Institute of Surface Chemistry and Catalysis, Ulm University, D-89069 Ulm, Germany.
J Am Chem Soc. 2011 Jun 22;133(24):9208-11. doi: 10.1021/ja2025855. Epub 2011 May 31.
The competition between intermolecular interactions and lateral variations in the molecule-substrate interactions has been studied by scanning tunneling microscopy (STM), comparing the phase formation of (sub)monolayers of the organic molecule 2,4'-BTP on buckled graphene/Ru(0001) and Ag(111) oriented thin films on Ru(0001). On the Ag films, the molecules form a densely packed 2D structure, while on graphene/Ru(0001), only the areas between the maxima are populated. The findings are rationalized by a high corrugation in the adsorption potential for 2,4'-BTP molecules on graphene/Ru(0001). These findings are supported by temperature programmed desorption (TPD) experiments and theoretical results.

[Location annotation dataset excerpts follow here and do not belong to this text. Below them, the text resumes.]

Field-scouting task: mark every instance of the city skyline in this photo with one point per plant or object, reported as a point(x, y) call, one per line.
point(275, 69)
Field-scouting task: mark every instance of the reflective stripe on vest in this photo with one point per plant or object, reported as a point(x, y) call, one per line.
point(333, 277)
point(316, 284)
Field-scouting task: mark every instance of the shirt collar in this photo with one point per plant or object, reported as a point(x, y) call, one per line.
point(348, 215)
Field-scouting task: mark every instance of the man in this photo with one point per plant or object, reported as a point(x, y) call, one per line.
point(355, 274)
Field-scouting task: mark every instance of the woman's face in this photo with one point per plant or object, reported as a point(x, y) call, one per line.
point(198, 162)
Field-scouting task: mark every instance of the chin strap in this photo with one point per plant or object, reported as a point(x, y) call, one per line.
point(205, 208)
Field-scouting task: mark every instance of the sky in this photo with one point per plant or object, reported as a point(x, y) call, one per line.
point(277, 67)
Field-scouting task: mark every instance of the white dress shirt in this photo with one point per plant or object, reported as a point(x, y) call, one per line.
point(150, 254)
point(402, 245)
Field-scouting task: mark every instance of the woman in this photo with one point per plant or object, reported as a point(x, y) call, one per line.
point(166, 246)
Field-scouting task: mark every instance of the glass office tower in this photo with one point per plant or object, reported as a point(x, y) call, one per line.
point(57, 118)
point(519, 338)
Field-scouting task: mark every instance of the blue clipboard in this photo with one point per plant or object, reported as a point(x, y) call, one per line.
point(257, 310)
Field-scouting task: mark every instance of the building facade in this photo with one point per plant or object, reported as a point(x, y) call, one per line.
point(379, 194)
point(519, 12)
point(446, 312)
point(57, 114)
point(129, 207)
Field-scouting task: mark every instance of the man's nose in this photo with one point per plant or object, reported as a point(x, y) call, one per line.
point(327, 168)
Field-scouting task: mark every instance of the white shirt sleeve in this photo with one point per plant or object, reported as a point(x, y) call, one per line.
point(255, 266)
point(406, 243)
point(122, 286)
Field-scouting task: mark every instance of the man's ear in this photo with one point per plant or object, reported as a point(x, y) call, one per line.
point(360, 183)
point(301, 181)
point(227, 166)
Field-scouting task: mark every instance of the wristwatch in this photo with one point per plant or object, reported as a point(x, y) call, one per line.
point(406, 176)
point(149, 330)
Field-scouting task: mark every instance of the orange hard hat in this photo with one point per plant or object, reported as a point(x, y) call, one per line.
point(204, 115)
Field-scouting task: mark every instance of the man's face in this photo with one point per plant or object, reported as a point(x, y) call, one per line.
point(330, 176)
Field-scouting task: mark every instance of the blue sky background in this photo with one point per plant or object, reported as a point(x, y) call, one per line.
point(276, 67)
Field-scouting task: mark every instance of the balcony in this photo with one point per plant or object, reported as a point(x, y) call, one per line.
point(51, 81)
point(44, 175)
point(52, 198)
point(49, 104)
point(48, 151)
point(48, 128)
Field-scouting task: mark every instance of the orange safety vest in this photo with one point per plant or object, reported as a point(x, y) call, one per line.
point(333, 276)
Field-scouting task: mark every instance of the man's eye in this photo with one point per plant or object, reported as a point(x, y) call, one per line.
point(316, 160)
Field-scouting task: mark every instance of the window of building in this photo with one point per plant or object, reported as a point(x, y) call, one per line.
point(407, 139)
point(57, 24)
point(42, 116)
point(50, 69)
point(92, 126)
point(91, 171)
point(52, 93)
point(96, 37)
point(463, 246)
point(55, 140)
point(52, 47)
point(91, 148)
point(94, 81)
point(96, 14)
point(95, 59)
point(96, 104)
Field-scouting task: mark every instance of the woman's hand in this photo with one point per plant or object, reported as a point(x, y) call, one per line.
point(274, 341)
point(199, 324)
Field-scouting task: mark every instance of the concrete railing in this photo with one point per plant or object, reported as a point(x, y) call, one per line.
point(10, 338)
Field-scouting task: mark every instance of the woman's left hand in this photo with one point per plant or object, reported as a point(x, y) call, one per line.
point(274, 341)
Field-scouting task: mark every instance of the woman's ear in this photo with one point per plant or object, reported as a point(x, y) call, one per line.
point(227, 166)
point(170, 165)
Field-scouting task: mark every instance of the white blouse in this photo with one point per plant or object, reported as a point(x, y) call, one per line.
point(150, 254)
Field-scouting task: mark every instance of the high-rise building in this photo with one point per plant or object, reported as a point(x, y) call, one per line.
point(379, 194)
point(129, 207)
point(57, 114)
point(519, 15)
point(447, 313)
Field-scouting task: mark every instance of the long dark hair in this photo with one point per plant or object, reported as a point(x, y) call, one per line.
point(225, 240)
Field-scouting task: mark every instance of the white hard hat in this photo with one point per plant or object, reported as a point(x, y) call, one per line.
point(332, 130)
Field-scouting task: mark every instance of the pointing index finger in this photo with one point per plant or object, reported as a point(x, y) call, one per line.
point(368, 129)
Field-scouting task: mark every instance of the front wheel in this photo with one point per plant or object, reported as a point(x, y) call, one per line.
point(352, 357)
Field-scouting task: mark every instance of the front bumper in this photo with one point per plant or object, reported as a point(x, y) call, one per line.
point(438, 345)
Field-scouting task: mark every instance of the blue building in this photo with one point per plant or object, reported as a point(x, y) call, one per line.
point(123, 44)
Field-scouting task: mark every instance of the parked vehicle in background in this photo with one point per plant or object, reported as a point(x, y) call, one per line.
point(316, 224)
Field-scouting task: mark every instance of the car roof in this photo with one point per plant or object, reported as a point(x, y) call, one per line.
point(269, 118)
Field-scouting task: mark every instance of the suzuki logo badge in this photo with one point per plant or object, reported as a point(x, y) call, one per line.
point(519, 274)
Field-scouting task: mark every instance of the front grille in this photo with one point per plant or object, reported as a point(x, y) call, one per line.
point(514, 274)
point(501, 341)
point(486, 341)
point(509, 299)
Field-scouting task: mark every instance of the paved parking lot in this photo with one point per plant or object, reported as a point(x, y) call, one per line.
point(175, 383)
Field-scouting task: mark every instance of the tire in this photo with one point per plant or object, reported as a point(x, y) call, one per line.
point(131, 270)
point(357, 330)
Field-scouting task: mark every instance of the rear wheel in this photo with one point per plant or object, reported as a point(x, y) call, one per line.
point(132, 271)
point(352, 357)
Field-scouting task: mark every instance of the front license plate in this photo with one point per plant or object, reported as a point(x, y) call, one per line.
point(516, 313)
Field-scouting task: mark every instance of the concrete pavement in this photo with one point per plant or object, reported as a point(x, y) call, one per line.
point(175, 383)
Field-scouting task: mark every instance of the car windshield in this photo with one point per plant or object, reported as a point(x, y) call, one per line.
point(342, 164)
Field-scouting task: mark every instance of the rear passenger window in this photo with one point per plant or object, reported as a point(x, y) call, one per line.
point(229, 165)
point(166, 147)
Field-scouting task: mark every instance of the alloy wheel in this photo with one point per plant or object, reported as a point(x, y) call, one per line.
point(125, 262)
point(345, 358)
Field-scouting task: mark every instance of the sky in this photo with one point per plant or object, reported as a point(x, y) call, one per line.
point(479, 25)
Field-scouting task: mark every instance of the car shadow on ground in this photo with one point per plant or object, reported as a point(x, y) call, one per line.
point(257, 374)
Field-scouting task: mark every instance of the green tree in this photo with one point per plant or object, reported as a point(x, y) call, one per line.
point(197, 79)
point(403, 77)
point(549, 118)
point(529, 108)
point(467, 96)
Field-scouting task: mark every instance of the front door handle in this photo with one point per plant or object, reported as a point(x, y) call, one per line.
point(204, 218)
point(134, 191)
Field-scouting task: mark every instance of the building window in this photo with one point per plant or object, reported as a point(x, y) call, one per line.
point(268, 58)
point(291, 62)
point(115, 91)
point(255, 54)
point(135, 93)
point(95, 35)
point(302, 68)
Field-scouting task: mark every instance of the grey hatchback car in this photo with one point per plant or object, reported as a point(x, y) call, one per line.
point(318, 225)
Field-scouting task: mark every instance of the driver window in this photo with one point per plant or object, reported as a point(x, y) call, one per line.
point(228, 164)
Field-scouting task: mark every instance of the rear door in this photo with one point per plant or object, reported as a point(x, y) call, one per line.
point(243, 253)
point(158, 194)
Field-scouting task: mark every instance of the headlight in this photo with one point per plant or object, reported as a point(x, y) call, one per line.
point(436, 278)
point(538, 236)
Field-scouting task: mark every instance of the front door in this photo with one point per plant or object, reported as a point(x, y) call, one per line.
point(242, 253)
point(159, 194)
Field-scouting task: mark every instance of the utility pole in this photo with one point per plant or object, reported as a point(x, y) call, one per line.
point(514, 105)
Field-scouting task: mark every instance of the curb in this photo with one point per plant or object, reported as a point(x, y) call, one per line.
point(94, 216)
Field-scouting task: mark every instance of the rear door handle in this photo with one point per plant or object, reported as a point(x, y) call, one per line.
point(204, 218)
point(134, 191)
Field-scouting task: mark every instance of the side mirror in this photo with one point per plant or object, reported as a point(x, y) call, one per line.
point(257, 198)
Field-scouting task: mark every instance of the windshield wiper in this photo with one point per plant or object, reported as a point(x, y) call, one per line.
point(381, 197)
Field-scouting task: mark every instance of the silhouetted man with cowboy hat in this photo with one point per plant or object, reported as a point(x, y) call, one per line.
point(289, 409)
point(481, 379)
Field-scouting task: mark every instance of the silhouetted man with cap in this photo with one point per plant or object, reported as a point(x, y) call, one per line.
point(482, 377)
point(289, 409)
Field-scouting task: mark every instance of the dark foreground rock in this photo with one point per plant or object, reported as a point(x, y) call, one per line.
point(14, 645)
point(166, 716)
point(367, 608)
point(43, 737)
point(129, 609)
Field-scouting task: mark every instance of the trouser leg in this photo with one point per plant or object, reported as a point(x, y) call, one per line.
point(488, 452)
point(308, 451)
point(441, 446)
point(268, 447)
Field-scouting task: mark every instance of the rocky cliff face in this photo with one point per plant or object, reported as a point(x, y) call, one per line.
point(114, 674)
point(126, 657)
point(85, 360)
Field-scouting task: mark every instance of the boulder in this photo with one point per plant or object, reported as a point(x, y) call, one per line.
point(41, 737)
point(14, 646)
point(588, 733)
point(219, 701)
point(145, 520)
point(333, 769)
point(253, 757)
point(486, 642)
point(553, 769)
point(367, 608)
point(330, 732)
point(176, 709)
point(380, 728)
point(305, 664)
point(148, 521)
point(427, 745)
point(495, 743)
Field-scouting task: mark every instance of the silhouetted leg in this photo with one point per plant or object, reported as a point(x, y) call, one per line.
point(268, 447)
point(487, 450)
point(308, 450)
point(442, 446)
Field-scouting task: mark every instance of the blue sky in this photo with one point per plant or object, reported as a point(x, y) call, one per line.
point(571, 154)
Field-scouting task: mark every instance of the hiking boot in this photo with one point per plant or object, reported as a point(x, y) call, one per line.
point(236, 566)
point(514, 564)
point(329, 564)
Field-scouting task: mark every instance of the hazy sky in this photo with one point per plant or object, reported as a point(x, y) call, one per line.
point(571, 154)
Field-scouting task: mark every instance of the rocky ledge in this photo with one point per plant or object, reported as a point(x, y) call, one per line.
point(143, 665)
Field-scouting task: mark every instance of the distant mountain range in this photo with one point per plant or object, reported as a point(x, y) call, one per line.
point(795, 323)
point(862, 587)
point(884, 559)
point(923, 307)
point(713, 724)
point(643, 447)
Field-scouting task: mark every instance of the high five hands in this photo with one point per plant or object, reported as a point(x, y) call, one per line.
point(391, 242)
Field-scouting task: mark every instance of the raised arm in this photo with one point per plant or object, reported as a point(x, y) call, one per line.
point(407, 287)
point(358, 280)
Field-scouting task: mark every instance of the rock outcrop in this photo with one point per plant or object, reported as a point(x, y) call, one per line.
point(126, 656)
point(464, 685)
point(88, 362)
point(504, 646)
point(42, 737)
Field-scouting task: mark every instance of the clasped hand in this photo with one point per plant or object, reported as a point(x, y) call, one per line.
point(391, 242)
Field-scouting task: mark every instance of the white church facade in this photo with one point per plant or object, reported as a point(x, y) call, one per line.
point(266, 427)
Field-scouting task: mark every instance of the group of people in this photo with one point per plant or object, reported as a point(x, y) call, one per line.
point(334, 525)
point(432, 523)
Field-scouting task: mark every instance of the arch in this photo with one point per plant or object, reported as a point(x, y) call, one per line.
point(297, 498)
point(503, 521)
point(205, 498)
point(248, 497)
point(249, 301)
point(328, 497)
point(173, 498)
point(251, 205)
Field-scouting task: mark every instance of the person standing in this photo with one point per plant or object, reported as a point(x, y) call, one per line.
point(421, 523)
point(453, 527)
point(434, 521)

通过扫描隧道显微镜(STM)研究了分子间相互作用与分子-衬底相互作用的横向变化之间的竞争,比较了有机分子 2,4'-BTP 的(亚)单层在褶皱石墨烯/Ru(0001)和 Ru(0001)取向的 Ag(111)薄膜上的相形成。在 Ag 薄膜上,分子形成了密集的二维结构,而在石墨烯/Ru(0001)上,只有在最大值之间的区域才有分子存在。这些发现可以通过在石墨烯/Ru(0001)上 2,4'-BTP 分子的吸附势的高起伏来解释。这些发现得到了温度程序脱附(TPD)实验和理论结果的支持。